Output attrs released.
RKNN context released.
Model resources released.
Cleanup finished. Returning 0
[root@luckfox root]#

Environment:

Ubuntu 22.04 (Docker)

RKNN 1.6

Google Collab (For removed ReduceL2)

Repository based:

https://github.com/tiwater/arcface

https://github.com/bubbliiiing/arcface-pytorch

Request:
Has anyone encountered a similar issue where rknn_run produces zero output despite seemingly correct conversion and input preparation? Are there known issues with rknn-toolkit2 v1.6.0 on LUCKFOX PICO MAX, particularly with MobileFaceNet/ArcFace architectures or specific ONNX operators from certain opsets?

Any suggestions for further debugging steps or potential causes would be greatly appreciated. Could there be an issue with how the toolkit handled the quantization internally despite using a dataset?

Thanks in advance!

2025-04-18 10:08

Hello, porting a model to RKNN is a complex process that requires a solid understanding of the model itself.
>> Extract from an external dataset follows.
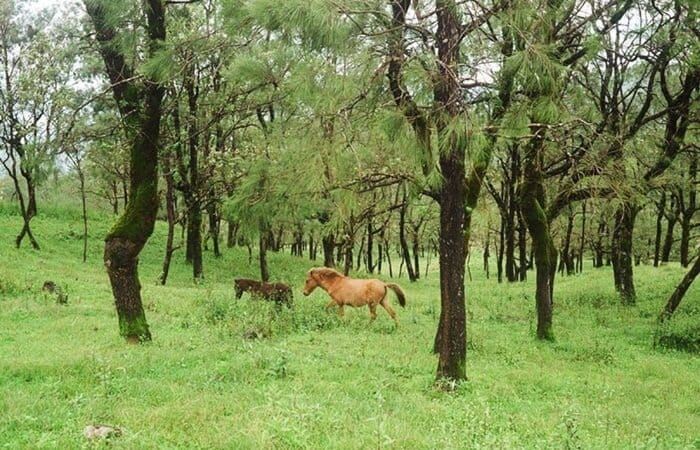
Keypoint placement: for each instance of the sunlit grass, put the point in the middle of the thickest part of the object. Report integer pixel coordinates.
(321, 382)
We do not have the capacity or resources to reproduce your testing environment, even though you have provided detailed information.

In our experience, there are two common reasons why the model outputs all zeros:

The input image format is incorrect (for example, the model expects BGR but receives RGB).

The model conversion process was not properly configured, particularly the rknn.config parameters such as optimization_level and quantized_algorithm.